# Help with algae growth on leaves



## vraev (Mar 29, 2012)

Hey guys,

This used to be just a minor annoyance for a while, but I am noticing that it is suddenly all over my plants in my tank. The algae eaters are not eating it..and it is just accumulating all over...including on the seam at the back corner of the tank. I do 1-2 water changes weekly (40-50%) and 8h of lighting (just cut it down to 7.5 today) under a Twinstar 600S. I inject CO2 at 1 bps.

Any suggestions on what I can do about this?

Is this stag horn algae? I generally dose 1 squirt of Iron / 1 squirt of tropica premium nutrition after water change. The biggest change I did few days ago was to insert 3 root tabs under the stem plant zone (Seachem fluorish root tabs).


























Thanks

V


----------



## TankCla (Dec 31, 2010)

Have you has the algae outbreak before you started using the root tabs?
I have noticed an increase of staghorn algae in my tank since I started using the seachem root tabs.

Maybe dosing excel might help you.

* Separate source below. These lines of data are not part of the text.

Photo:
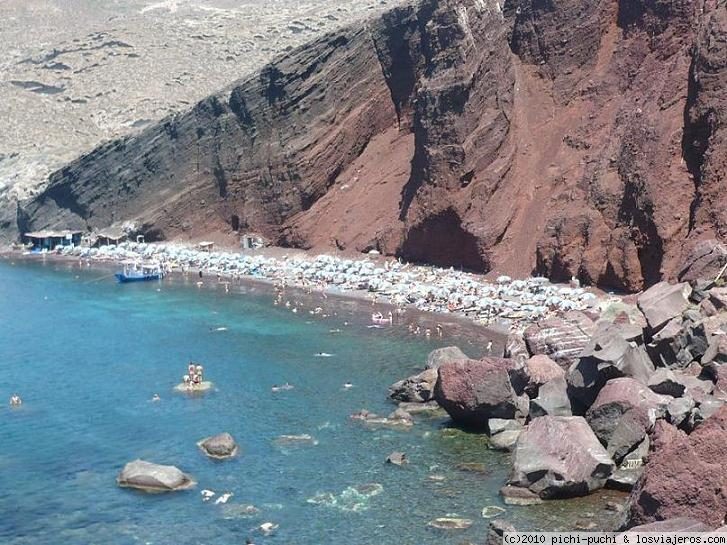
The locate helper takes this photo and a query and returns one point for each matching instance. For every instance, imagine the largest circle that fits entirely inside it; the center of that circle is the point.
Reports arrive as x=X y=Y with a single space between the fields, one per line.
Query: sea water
x=87 y=354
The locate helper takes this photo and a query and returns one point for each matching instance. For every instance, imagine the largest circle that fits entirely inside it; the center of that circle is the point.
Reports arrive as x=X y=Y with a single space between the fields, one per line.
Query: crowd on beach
x=385 y=280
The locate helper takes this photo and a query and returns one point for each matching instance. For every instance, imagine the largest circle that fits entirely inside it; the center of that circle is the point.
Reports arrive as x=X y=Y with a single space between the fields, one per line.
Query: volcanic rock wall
x=570 y=138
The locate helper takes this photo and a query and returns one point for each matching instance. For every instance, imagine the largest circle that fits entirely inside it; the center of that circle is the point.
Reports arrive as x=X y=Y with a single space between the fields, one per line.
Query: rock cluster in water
x=429 y=289
x=632 y=401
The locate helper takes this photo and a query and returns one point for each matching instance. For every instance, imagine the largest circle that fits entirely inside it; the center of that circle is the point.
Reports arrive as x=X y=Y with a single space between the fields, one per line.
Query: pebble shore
x=428 y=289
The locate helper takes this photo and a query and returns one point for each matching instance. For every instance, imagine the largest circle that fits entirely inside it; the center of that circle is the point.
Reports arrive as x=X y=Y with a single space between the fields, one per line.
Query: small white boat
x=135 y=272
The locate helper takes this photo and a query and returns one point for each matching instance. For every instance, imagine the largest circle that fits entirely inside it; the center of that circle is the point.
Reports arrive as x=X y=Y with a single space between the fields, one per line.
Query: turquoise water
x=87 y=355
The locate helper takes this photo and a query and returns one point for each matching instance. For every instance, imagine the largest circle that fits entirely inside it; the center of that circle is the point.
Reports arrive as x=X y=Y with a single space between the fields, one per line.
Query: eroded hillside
x=569 y=138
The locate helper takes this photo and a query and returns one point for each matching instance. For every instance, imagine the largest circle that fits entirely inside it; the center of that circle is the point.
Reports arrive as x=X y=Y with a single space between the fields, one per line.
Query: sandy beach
x=391 y=286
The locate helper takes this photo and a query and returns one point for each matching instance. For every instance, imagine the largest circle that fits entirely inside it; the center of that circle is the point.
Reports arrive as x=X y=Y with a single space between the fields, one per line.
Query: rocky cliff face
x=570 y=138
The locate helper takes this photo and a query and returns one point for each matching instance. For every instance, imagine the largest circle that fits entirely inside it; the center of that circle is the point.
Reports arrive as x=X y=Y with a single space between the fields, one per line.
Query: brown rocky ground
x=569 y=138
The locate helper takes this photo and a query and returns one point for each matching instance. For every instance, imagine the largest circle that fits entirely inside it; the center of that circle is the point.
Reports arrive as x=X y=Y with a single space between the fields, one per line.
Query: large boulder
x=561 y=339
x=504 y=433
x=151 y=477
x=560 y=456
x=608 y=355
x=664 y=301
x=444 y=355
x=623 y=413
x=665 y=382
x=552 y=399
x=415 y=389
x=681 y=341
x=704 y=261
x=516 y=348
x=539 y=370
x=220 y=446
x=686 y=474
x=474 y=391
x=716 y=351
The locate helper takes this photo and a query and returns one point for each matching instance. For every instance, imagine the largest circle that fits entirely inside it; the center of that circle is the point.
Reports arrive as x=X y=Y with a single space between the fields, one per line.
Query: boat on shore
x=136 y=272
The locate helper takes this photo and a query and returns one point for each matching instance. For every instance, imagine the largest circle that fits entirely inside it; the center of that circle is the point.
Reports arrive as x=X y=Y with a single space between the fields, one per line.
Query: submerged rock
x=450 y=523
x=352 y=499
x=560 y=456
x=515 y=495
x=151 y=477
x=397 y=458
x=301 y=439
x=418 y=388
x=440 y=356
x=496 y=531
x=221 y=446
x=679 y=524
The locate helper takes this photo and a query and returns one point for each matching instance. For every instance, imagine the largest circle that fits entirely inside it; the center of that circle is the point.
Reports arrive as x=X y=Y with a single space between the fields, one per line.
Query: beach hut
x=107 y=238
x=251 y=241
x=50 y=240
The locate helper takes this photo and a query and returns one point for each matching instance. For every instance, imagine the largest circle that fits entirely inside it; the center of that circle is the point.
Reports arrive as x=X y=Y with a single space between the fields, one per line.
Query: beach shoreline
x=434 y=299
x=457 y=328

This will increase the growth, thus absorbtion of extra nutrients and kill some of the algae.

Not familiar with Tropica ferts, but on their website, they warn about algae growth. I use Seachem. More expensive, but it gives the advantage of target dosing.


----------



## vraev (Mar 29, 2012)

TankCla said:


> Have you has the algae outbreak before you started using the root tabs?
> I have noticed an increase of staghorn algae in my tank since I started using the seachem root tabs.
> 
> Maybe dosing excel might help you. This will increase the growth, thus absorbtion of extra nutrients and kill some of the algae.
> ...


Hi,

Thanks for the reply. No..I didn't have this severe algae outbreak before the root tabs. I did have some stag horn hanging on to the top edge of the rock and green spot on the pinnatafida leaves, but the Rotala was always clean.

I turned down the light duration from 8 to 7.5h. I did a 50% water change as well. I also dosed with excel at 1.5 capfuls for this 17 gal tank. I don't know if it will help...so let's see.

Thanks

V


----------



## Sivamayca (Sep 11, 2019)

You are dosing only the micro ferts like Iron and Tropica Premium (It doesn't have any Macro elements NPK). Twinstar 600S is a Very strong light and you have to dose Macro Ferts as well. Nutrient imbalance is causing the algae problem in your tank. 

Remove the algae manually as much as possible and remove the affected leaves, then do black out for 5 days. Most of these algae will die off. 

After blackout, start dosing the Macro Ferts. Possibly you have to increase the Co2 level a well from 1 BPS to 1.5 to 2 BPS.


----------